Good Java generation examples by fine-tuned GPT2-medium
--------------Example 1-------------------------------------
Context code: Scanner input= new Scanner(System.in)
Generated:
Scanner input= new Scanner(System.in)
System.out.println("Enter the Octal number: ");
// Take octal number as input from user in a string
String oct = input.next();
--------------Example 2-------------------------------------
Context code: private static int CountCharacters(String str)
Generated:
private static int CountCharacters(String str) {
return str.replaceAll("\\s", "").length();
}
* Although some generated examples look good, it needs to take a grain of salt to judge the model's actual performance. The model may simply "remembers" existing code in the training set well.
- Expand the dataset (and construct the dataset more carefeully) and increase context window. Try larger generative models like GPT-2 large or even GPT-3 variants as proposed recently if the computational resources are allowed.
- Remove overlapping between training examples and dev examples for contamination studies. That says, to what extent the model memorizes examples rigidly or at surface heuristics level during training.
- Try some adversarial examples (more complicated for model's reasoning capability testing purpose) to test the robustness of the model.

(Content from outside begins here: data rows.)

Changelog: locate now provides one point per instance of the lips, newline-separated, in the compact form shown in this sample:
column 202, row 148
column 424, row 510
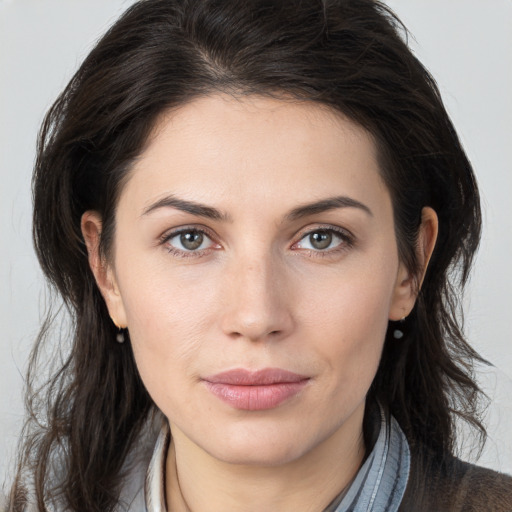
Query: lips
column 255, row 390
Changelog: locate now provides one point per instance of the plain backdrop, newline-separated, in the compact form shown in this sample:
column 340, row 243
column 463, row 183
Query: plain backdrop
column 466, row 44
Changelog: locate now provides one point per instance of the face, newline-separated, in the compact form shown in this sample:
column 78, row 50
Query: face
column 255, row 266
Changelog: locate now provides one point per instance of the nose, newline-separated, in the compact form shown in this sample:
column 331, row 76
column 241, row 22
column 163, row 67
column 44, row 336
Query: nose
column 257, row 301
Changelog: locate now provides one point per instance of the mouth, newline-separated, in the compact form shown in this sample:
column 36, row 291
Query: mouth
column 255, row 390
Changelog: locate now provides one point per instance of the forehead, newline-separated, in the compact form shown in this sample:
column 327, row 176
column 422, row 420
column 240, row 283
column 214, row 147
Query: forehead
column 221, row 148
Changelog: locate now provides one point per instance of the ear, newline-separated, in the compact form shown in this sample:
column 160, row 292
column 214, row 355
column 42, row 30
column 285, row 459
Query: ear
column 408, row 285
column 103, row 271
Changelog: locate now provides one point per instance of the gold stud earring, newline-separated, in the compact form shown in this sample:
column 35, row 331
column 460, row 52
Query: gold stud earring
column 120, row 335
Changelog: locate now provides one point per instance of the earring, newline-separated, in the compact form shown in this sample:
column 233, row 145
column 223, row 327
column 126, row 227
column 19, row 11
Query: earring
column 398, row 334
column 120, row 334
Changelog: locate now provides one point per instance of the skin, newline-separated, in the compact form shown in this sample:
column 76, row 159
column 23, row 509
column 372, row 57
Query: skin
column 258, row 293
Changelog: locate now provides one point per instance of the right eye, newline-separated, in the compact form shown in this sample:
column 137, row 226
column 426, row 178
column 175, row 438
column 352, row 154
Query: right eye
column 188, row 242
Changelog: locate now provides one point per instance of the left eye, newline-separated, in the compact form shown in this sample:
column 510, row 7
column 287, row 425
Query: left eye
column 190, row 240
column 320, row 240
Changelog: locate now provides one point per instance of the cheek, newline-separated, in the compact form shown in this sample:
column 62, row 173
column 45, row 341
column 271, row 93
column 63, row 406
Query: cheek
column 349, row 315
column 169, row 319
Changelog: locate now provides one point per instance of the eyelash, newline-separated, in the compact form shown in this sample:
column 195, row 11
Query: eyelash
column 347, row 241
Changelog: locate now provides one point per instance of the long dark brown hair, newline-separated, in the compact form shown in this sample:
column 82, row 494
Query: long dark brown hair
column 350, row 55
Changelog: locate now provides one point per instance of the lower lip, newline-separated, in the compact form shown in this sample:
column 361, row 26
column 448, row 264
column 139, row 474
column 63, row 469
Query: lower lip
column 258, row 397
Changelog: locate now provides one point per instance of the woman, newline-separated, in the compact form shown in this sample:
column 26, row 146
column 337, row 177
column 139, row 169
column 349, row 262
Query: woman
column 252, row 210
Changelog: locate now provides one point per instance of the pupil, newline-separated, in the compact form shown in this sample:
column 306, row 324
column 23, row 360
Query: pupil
column 191, row 240
column 321, row 239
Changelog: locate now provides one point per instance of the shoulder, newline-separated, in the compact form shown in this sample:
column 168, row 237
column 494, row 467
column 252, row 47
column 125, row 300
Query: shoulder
column 453, row 485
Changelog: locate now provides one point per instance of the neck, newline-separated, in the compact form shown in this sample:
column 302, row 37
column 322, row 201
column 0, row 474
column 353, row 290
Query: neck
column 198, row 482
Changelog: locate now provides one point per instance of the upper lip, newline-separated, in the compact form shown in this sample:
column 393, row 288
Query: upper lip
column 264, row 377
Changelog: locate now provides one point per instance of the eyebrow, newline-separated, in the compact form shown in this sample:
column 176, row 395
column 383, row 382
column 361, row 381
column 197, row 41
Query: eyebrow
column 209, row 212
column 191, row 207
column 324, row 205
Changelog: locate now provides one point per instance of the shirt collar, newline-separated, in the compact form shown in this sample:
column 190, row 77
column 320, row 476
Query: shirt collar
column 379, row 485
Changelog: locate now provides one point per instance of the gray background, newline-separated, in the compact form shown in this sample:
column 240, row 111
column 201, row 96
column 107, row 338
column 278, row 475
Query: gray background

- Integrate this into real-life use case such as a code editor - Sublime Text, where a threshold of joint probability may need to be studied for code snippet recommendations.
- Try some ideas of location-aware code generation. For example, if a human coder is sitting writing a comment, the autocoder should be aware of the coder's context (left and right if available) to help complete the corresponding content.
- Model size and inference efficiency is a problem in real-life use cases.
- Do research in this problem domain to grab a general idea of what work has done in the literature for this particular problem.
- For mutli-GPU training, it only works when torch==1.4.0. It will be not working when torch==1.5.0. No idea so far how to fix this issue.